No, I said. Today I had come to ask his advice. He grunted again and kicked his dogs into silence. We stood on either side of the rusty chain that separated his property from the forest path, close enough for me to catch his gamey smell of garlic and black tobacco. I told him about the two coins, and he unstuck the cigarette from his lower lip, inspecting the damp stub while his dogs padded back and forth on their chains, growling under their breath.

He found a home for his cigarette under one end of his stained moustache, and leaned toward me.

“Who have you told about this?” He looked over my shoulder, as if making sure that we were alone.

“My wife. And Faustin. That’s all.”

“Tell nobody else,” he said, tapping the side of his nose with a grimy finger. “It is possible that there are more coins. This must be kept
entre nous
.”

We walked back along the path so that Massot could see where the two coins had been found, and he gave me his explanation of the national passion for gold. Politicians, he said, were the cause of it, starting with the Revolution. After that, there were emperors, wars, countless presidents—most of them cretins, he said, and spat for emphasis—and devaluations that could turn a hundred francs into a hundred centimes overnight. No wonder the simple peasant didn’t trust scraps of paper printed by those
salauds
in Paris. But gold—Massot held his hands in front of him and wriggled
his fingers in an imaginary pile of
napoléons
—gold was always good, and in times of trouble it was even better. And the best gold of all was dead man’s gold, because dead men don’t argue. How fortunate we are, you and I, said Massot, to come across such an uncomplicated opportunity. It seemed that I had a partner.

We stood in the trench, Massot tugging on his moustache while he looked around him. The ground was flat, some of it planted with lavender, some covered in grass. There was no obvious spot for a hiding place, which Massot took to be an encouraging sign; an obvious place would have been discovered fifty years ago, and “our” gold removed. He climbed out of the trench, and paced off the distance to the well, then perched on the stone wall.

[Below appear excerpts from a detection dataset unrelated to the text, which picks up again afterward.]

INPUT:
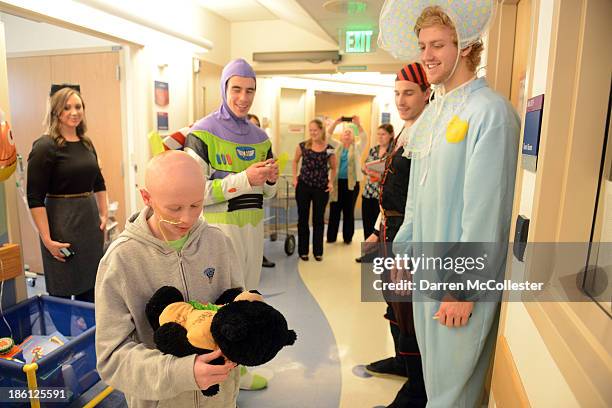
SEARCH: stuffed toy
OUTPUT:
[145,286,297,396]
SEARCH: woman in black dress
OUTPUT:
[27,87,108,302]
[293,119,336,261]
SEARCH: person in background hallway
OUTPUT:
[185,58,278,390]
[357,62,431,408]
[293,119,336,261]
[27,85,108,302]
[247,113,276,268]
[327,116,368,244]
[361,123,395,240]
[381,1,520,408]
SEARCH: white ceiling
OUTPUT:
[195,0,277,23]
[297,0,384,41]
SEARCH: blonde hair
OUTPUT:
[414,6,484,72]
[45,87,93,150]
[304,119,326,149]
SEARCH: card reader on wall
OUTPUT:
[522,95,544,171]
[512,215,529,262]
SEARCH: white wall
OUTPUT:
[251,76,403,159]
[0,13,116,54]
[504,0,579,407]
[4,0,231,212]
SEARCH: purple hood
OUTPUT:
[190,58,268,144]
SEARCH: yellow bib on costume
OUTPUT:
[446,115,468,143]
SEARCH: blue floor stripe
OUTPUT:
[238,241,342,408]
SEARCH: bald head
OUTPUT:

“It could be anywhere here,” he said, and waved his arm over 50 square yards of ground. “
Évidemment
, that is too much for you to dig.” Our partnership clearly didn’t extend to a sharing of physical labor. “What we need is a
machin
for detecting metal.” He turned his arm into a metal detector and passed it in sweeps over the grass, making clicking sounds. “
Beh oui
. That will find it.”

“Alors, qu’est-ce qu’on fait?”
Massot made the universal money gesture, rubbing his fingers and thumb together. It was time for a business meeting.

We agreed that I would finish digging the trench, and that Massot would take care of the high technology by renting a metal detector. All that remained to be decided was the financial participation of the partners. I suggested that 10 percent would be a reasonable price to pay for some undemanding work with a metal detector; Massot, however, said he would be more comfortable with 50 percent. There was the drive into Cavaillon to pick up the metal detector, the
digging involved when we struck gold, and, most important, the confidence I could feel in having a completely trustworthy partner who would not broadcast the details of our new wealth throughout the neighborhood. Everything, said Massot, must be kept behind the teeth.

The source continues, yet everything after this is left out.